Sometimes tax preparers resist allowing providers to deduct such items because they believe they are personal expenses. (What other home-based business could deduct a gun safe!)
But, providers can deduct all "ordinary and necessary" business expenses under the IRS Tax Code Section 162(a). Ordinary and necessary means useful, helpful, appropriate, or common in that particular business. Importantly, necessary doesn't mean absolutely necessary or indispensable.
So, a provider who buys a gun safe because her licensor tells her she must, can consider it an ordinary and necessary expenses for her business.
When your licensor tells you to purchase something to comply with your state's child care licensing rules, ask her to put it in writing and add it to your tax records. Keep a copy of your state licensing rules on file as well.
I'd also recommend deducting 100% of the cost of items that you are required to purchase to comply with child care rules.
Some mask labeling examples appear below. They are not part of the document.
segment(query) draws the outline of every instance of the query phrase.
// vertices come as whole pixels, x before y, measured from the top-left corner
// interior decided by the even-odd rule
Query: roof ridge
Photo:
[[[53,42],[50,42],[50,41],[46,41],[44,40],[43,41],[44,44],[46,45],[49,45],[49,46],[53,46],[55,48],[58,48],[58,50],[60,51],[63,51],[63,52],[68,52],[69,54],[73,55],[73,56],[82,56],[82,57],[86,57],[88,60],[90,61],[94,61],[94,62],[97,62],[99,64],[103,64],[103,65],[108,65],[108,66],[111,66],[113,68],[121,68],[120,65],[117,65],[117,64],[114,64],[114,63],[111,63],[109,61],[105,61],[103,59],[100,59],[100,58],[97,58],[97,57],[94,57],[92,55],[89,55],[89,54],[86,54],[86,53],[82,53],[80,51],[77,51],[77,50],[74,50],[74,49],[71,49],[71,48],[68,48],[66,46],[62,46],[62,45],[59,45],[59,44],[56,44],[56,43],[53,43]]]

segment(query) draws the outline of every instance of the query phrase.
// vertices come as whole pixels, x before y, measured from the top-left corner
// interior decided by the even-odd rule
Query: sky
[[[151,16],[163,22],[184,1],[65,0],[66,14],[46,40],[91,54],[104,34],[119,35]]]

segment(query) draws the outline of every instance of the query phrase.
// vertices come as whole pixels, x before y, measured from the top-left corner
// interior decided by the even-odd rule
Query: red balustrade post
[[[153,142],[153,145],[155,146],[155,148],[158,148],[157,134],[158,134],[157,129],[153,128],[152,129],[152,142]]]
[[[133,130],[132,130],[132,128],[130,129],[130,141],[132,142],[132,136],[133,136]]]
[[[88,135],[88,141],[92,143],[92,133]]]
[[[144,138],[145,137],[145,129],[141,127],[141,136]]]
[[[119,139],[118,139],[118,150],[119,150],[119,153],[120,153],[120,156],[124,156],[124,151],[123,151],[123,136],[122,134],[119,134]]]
Such items can also include smoke detectors, fire extinguishers, fireplace screens, child locks, and so on.
If an item costs less than $500, deduct it on Schedule C.
If an item costs more than $500, you can use Section 179 rule (Form 4562, Part I) and deduct it in one year.
Under new IRS rules, it's not yet clear to me how to treat an egress window. Under the old rules, you would treat this as a home improvement and depreciate it over 39 years. Under the new rules, it seems to appear that you can treat this as a repair/improvement and deduct it in one year. But, I haven't seen specific enough directions to feel comfortable recommend doing this. When I get further information, I'll write about it.
Update: I should have addressed the issue of deducting a phone line when licensing requires one for your business. The IRS adopted a rule many year ago denying a deduction for the first phone line into your home. The first phone line can be a land line or cell phone number. It makes sense that providers should be able to deduct a phone line required for their business, but they can't. If you have more than one phone line, you can determine which one is the first phone line (non-deductible), and deduct the business portion of a second or third phone line (use your time-space % or an actual business use percent).